それでも俺が何かを返せば、彼女からの言葉が返ってくる。
「それじゃダメなんだよ。みんなで頑張れなきゃ、意味がないから」
ふと山本の方を見ると、彼女もまた下に目を落としてそう答えた。
長い睫毛だけが少しだけ上の方を向いていて、口元は笑んでいるようにも見える。
みんな、か。
彼女の発したその言葉を、自分の中でも文字に起こす。
"みんなやってるから"
この一言だけで、やってない方が損してるみたいになるのおかしいよな。
そうやっていつの間にか関係の無かった要素ですらそのみんなという集合体に入れようとする。
思うにこれは、本来の用法を分かっていない者のみんなの使い方だ。
正しい使い方としては、
「みんな週休3日!」
などがあるとされている。
これなら誰も不幸にはならない。
な?
で、今の彼女の場合は悪用だ。
俺らを勝手にその「みんな」に入れるのはやめてくれ。
「そうやって勝手に何でも巻き込みたがるお前らリア充の気持ちの方が、俺には分からないんだけど」
意趣返しのように、今度は俺の方が不理解を示す。
こうしてお互いにぶつけ合っても仕方が無いと思いながらも、今は性にも合わず少し熱の上がっている事を自覚する。
「そのリア充の区分はよく分かんないけど、まあいっか」
山本は考えるようにして口元に人差し指を当てたが、その後すぐ諦めたようにその手を下ろした。
え、何、こいつ自分がリア充、みたいな自覚ないの?
陽キャって全員そういう認識で誇り高く生きてるもんだと思ってたんだけど、そうでもないんかしら。
まあいっか。
「確かに、関心っていうのは大事な所かもね。高田君からしたら、自分の興味の向かないものに対して無理やり巻き込もうとする存在が、それを当たり前とする空気が、うっとうしく感じる、って事だよね。ううん、高田君だけじゃない。多分そういう人たちは、きっと他にもいるよね」
山本はうん、と自問を繰り返すように言った。
考え固くなったその表情には、誠実さがあった。
「そこまで思ってて、何でその全員ってのにこだわるわけ」
俺は純粋な疑問を山本に投げかける。
汗で滲んだ手を、強めに握り締める。
「みんなでやった方が、すごい事が出来そうだから」
何とも曖昧で宙に浮いたようなその答えに、思わず怪訝な顔をしてしまう。
だが特に声に出す事は無く、そのまま山本の補足を待つ事にする。
「人間一人一人の力って、全然小さくなんか無いと思うの。何かに熱中している人間の力はとても大きい。"夢中"は強いよ」
「はあ」
山本の話に、とりあえずの適当な相槌を打つ。
「要するに、普段はそれぞれ他の事に向けられているそのみんなの凄い力を、何か一つにちゃんと向ける事ができたなら。シンプルに考えて、すごい事になりそうでしょ?」
単に総量の話という事なのだろうか。
別にそれがすごい事だとは思わなかったが、一応の理解は出来た。
「みんなで"力を合わせる"って、そういう事だと私は思うの」
山本は、まるで宝物を欲しがる少女のような表情で笑って話す。
俺は後ろ髪を触るようにして彼女に問う。
「一応聞いとくけど、それはお前ら陽キャだけでわいのわいの盛り上がるだけじゃない、本当の意味での"みんな"って事で大丈夫か」
「?うん、"みんな"は"みんな"だよ」
山本はイマイチ話が通じていないのか、少し不思議そうにそう答えた。
あー分かった。
この子は多分本当に「ここにいるみんな友達!」とか考えてるタイプの、純血純正の陽キャだ。

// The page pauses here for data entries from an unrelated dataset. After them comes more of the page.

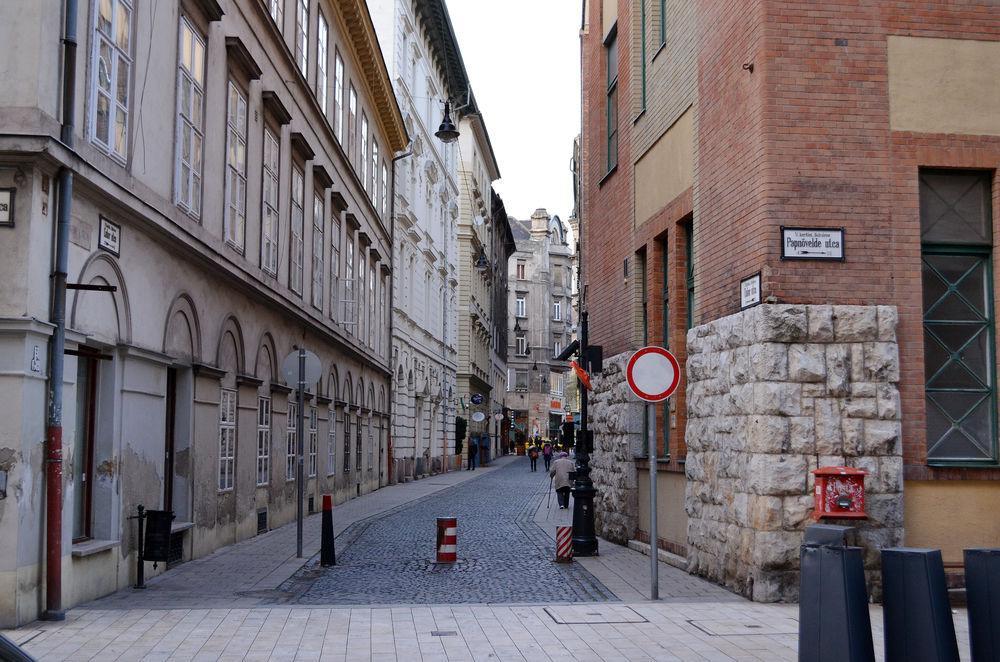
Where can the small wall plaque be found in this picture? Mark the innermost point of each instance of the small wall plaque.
(110, 236)
(7, 207)
(750, 291)
(812, 244)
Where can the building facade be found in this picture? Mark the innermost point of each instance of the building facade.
(426, 69)
(706, 128)
(477, 170)
(541, 327)
(231, 178)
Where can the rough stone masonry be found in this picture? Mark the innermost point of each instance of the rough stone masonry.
(773, 393)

隠キャ上がりとか、根が暗いと、こうは行かないからな。
そういう奴ほど、周りと何かを比べてやたらと区分したがるものだから。
まあそれはさておきと、俺は一度コホンと軽く口を鳴らし、言葉を続けた。
「でもその"合わせる"って作業が、めちゃめちゃムズイんだろ。絵空事のようなもんだと俺は思うけど」
つまりはどうやってそこにいる集団全員の気持ちをあるものに向かせるか、って事だろ。
それは一部だけならおそらく実行可能だろう。
だが全員となれば、その難易度は格段に上がる。
ある行事には積極的でも、かたや別の行事ではそこまで気が向かない事もある。
個性も違う。
この学校に来た目的だって、皆それぞれにあるだろう。
考えればきっと他にも障壁があるはず。
その中で、本当の意味で"全員"が力を合わせて同じものに向かっていく事を目標としているのならば、それは忽然として難易度Sの無理ゲーと化すのだ。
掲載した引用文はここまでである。